Em nosso espaço Memória História, padre Gerson Schmidt resgata textos de estudos histórico-científicos de Mons. Klaus Gamber (1919-1989), onde afirma que “vivemos uma época de desolação litúrgica, que tem suas origens, em último análise, no iluminismo.”
Jackson Erpen – Cidade do Vaticano
No nosso espaço Memória Histórica, 50 anos do Concílio Vaticano II, vamos continuar a falar sobre Liturgia.
Reforma Litúrgica, Movimento Litúrgico, alguns exageros decorrentes da renovação litúrgica, os dois extremos do pêndulo da liturgia, a importância da formação litúrgica. Não foram poucos os temas referentes à liturgia já abordados neste nosso espaço, pois a liturgia, “é decisiva na vida da Igreja”, como nos explicou recentemente o bispo de Bragança-Miranda (Portugal), Dom José Manuel Cordeiro. E pela sua importância,“tem que ser transversal a todas as disciplinas, a todas as dimensões do saber teológico e filosófico, porque se ela como nós acreditamos e temos como orientação do Concílio Vaticano II deste renovamento e aprofundamento da liturgia que é fonte e o cume de toda a vida da Igreja, é claro que entre a vida e o cume há um grande caminho a fazer, por isto que não é exclusiva, mas é decisiva”.

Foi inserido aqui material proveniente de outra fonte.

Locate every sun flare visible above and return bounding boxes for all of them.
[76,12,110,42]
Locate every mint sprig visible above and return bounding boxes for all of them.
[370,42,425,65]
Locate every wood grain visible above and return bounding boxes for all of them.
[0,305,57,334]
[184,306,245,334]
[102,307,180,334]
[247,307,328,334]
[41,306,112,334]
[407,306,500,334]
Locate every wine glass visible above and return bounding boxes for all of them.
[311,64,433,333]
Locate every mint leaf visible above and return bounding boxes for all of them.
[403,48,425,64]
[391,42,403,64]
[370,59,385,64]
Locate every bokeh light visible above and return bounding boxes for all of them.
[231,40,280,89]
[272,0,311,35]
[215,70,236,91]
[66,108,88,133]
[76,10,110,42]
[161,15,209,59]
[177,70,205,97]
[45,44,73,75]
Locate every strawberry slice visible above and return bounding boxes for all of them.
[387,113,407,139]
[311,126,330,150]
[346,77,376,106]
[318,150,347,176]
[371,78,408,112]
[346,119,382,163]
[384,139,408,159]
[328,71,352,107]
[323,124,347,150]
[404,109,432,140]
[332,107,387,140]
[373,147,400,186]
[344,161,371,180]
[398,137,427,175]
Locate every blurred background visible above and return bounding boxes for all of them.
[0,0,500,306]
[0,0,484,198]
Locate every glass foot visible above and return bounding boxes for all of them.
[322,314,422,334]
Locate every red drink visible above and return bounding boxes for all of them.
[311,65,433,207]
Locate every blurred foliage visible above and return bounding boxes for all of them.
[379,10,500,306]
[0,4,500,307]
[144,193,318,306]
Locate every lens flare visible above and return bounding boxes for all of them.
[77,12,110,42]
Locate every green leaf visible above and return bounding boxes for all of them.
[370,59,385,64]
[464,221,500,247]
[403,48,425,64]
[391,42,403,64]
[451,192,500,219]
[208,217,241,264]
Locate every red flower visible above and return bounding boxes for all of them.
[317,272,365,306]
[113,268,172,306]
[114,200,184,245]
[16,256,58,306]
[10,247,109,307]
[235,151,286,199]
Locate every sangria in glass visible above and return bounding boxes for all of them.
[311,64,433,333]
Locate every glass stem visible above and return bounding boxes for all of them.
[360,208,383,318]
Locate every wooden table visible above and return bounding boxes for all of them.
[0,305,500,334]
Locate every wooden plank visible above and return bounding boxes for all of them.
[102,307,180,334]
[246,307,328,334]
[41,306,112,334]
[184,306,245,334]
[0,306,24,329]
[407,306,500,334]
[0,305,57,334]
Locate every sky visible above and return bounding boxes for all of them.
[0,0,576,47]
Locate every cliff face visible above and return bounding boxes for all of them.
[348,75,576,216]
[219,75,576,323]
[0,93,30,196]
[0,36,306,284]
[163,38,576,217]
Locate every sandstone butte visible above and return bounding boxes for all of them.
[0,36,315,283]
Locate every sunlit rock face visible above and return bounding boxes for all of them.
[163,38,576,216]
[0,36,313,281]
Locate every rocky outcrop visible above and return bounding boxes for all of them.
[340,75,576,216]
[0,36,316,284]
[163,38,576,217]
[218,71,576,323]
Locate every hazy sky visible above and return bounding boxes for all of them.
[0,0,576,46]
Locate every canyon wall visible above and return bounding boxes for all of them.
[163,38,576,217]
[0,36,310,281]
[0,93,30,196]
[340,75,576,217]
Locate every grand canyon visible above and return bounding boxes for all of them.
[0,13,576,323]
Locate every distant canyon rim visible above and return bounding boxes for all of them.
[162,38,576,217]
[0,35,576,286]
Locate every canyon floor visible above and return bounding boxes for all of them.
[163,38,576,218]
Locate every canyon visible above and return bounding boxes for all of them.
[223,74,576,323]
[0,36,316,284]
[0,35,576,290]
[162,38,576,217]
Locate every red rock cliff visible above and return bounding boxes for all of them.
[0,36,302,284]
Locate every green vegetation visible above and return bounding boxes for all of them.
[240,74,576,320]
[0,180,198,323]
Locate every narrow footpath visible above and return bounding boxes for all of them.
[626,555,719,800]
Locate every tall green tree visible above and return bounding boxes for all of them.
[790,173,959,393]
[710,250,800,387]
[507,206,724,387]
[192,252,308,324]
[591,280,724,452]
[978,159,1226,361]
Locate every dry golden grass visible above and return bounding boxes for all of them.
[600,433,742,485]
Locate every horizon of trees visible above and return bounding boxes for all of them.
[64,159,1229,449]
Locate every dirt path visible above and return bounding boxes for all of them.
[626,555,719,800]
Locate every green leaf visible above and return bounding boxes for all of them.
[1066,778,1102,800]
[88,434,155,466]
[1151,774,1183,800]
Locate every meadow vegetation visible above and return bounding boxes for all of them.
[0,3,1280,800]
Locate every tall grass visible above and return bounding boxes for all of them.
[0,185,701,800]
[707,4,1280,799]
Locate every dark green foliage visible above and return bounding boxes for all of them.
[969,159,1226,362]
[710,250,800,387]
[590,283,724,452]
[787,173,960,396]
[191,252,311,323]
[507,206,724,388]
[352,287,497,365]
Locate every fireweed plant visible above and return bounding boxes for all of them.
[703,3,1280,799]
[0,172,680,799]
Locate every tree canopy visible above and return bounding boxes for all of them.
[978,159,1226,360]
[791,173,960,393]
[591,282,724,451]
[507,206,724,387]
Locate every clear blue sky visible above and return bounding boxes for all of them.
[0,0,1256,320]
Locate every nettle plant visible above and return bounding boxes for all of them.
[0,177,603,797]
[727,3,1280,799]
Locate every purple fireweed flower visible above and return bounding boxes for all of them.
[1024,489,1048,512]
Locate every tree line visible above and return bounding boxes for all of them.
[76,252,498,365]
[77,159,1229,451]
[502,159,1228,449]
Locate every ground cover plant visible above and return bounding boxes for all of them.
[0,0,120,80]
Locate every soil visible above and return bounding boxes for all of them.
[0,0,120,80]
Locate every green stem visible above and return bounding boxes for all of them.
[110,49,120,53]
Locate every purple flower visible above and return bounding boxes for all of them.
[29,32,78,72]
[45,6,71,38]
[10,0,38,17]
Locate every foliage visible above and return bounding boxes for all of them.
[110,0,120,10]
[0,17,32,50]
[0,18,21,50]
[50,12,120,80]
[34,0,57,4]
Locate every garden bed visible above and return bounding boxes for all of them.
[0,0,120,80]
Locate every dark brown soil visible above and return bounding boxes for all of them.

Mas no programa de hoje, retrocedemos um pouco no tempo. Padre Gerson Schmidt – incardinado na Arquidiocese de Porto Alegre, e que tem nos acompanhado no percurso de exposição dos documentos conciliares – nos propõe uma reflexão sobre a liturgia “Do Barroco ao Iluminismo¹”:
“Segundo o estudos histórico-científicos de Mons. Klaus Gamber (1919-1989), vivemos uma época de desolação litúrgica, que tem suas origens, em último análise no iluminismo. Como na época do barroco o povo, ainda que vivendo a liturgia oficial em seu interior, não podia participar nela ativamente, desenvolveu novas formas populares de devoção. Estas formas estavam profundamente enraizadas nos costumes religiosos. Ao mesmo tempo que a missa oficial, por sua solenidade, atraía os fiéis, estas novas formas de devoção foram, durante a Contra-Reforma, os pilares do renascimento do catolicismo.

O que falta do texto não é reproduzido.